As has long been his practice, Del. Pat McDonough, who represents Western Harford in the Maryland House of Delegates, recently made some rather prescient observations about education policy in Maryland and across the U.S. and then took the opportunity to make political hay out of a bad situation.
In a letter to the editor published Friday, Del. McDonough quoted Baltimore County Superintendent Dallas Dance when he described the process by which Maryland's Common Core curriculum is being implemented: "We are building the plane as we fly it."
McDonough rightly went on to criticize Harford's neighbor county for having been the place where a critic of the Common Core was arrested for speaking out against the program during a public hearing. Indeed, this was a shameful event for Baltimore County.
At that point, the delegate turns away from discussions of policy and into the wind to launch a political volley: he refers to Common Core as a "federal 'power grab' " and says legislation he is introducing seeks to put a halt to the implementation of the Common Core curriculum.
McDonough is absolutely right in pointing out the problems with Common Core, but his so-called solution will do little more than shore up his constituency and ensure his re-election next year, even as his legislation languishes in the coming General Assembly session.
It is worth pointing out that the most substantial problem with Common Core in Maryland is that the tests being administered are out of synchronization with the teaching timelines in the Common Core curriculum, resulting in students being tested in areas of learning they have not yet been taught. It's a wasteful problem, but hardly a fatal one.
While there's a legitimate argument to be made that legislation sponsored by McDonough starts out with two strikes because he is a Republican in an assembly dominated by Democrats, there's a lot more at play here, and the tale goes back nearly four decades.
Prior to the administration of President Jimmy Carter, there was no U.S. Department of Education. Generally, such a federal agency was opposed by most Republicans and conservative Democrats on the grounds that education had been, since the earliest days of the republic, a state and local responsibility.
The argument was made by Carter and others that the U.S. needed a federal education agency to help coordinate education policy and encourage vigorous teaching of math and science. Keep in mind in those days fear of the U.S., as a country, not a conglomeration of states, falling behind other nations in education was a driving political force, probably even more so than it is today.
Carter's successor, Ronald Reagan, was not a fan of the Department of Education, but made no particular effort to have it folded back into the old Department of Health Education and Welfare. Flash forward through two more presidential administrations to President George W. Bush, who was able to shepherd into law the No Child Left Behind Act of 2001.

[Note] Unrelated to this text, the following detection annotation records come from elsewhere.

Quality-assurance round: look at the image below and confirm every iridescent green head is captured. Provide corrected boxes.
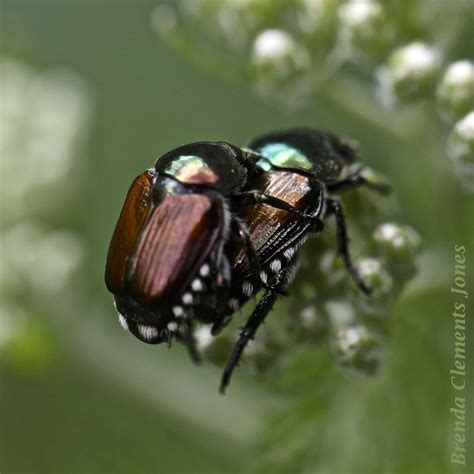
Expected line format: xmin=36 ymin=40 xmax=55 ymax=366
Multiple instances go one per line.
xmin=249 ymin=128 xmax=356 ymax=184
xmin=155 ymin=142 xmax=252 ymax=193
xmin=257 ymin=143 xmax=313 ymax=172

Flawed though all legislation is, it did set measurable standards for all states and resulted in some fairly massive changes in educational administration across the country, including in Harford County. Mostly, it was to good effect as it forced the issue on setting and meeting basic standards.

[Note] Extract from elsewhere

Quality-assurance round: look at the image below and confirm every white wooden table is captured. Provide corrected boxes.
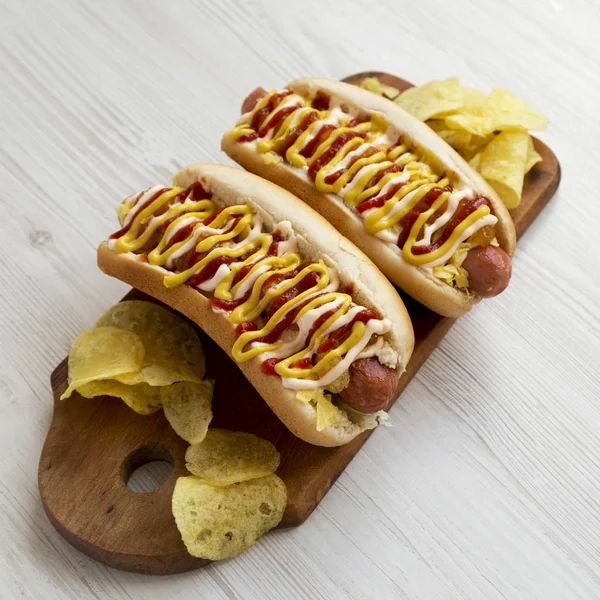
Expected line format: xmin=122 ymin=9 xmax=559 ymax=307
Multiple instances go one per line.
xmin=0 ymin=0 xmax=600 ymax=600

Politically speaking, the act was held in contempt by Democrats even as Republicans pointed out that it made sense for no child to be left behind. Indeed, who could argue with such a noble statement.
Realistically speaking, however, bringing all students to high levels of learning has certain limitations because of the human condition: all may be equal in rights, but equality in ability is not something that can be legislated.

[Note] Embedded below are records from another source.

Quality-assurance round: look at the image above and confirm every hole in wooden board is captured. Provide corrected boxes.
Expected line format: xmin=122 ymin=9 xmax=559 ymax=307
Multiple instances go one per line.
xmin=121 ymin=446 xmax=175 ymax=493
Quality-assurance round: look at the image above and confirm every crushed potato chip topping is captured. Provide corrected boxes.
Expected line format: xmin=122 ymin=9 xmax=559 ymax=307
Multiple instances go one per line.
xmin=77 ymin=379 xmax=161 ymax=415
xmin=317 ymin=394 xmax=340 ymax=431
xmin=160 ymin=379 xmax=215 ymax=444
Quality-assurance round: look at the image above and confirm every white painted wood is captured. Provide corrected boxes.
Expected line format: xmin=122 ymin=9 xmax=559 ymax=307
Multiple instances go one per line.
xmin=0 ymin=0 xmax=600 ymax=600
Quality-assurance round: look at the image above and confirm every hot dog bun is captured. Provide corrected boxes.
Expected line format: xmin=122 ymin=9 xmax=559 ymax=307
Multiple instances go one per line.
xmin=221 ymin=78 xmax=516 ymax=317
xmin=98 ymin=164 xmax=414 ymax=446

As happens when flaws are found in legislation that is accomplishing some, but not all, of what it set out to do, other actions are taken. In the case of Common Core, a national set of modified standards that seeks to clear up flaws in the old program has been devised by the Department of Education. Most of the states have adopted it, but are struggling to get it implemented, resulting in the "building the plane as we fly it" description.
National education policy is probably here to stay, and that's a good thing. How can we maintain ourselves as a nation if people in Maryland learn lessons that are wholly different from what is being taught in Pennsylvania, Texas or Alaska?
There are problems, though, with administering standards that are set nationally, but are funded at the state and local levels. And there are bound to be problems in setting and changing new standards to keep up with newly-acquired knowledge. These problems need to be addressed in a meaningful way, not by concluding that the whole system needs to be scrapped.
If McDonough had beaten the drum more vigorously when the education standards being set in Washington, D.C., were coming out of a Republican administration, possibly his proposals would carry a little more weight. As it stands, however, he would do well to propose meaningful fixes to the real problems with Common Core rather than proposing a "moratorium or temporary termination" of the program.
While the situation exists where Common Core teaching timelines are at odds with the testing regimens in place, it is important to point out that our schools are functioning, our teachers are still teaching, our students are still learning and a public education is still a quality product.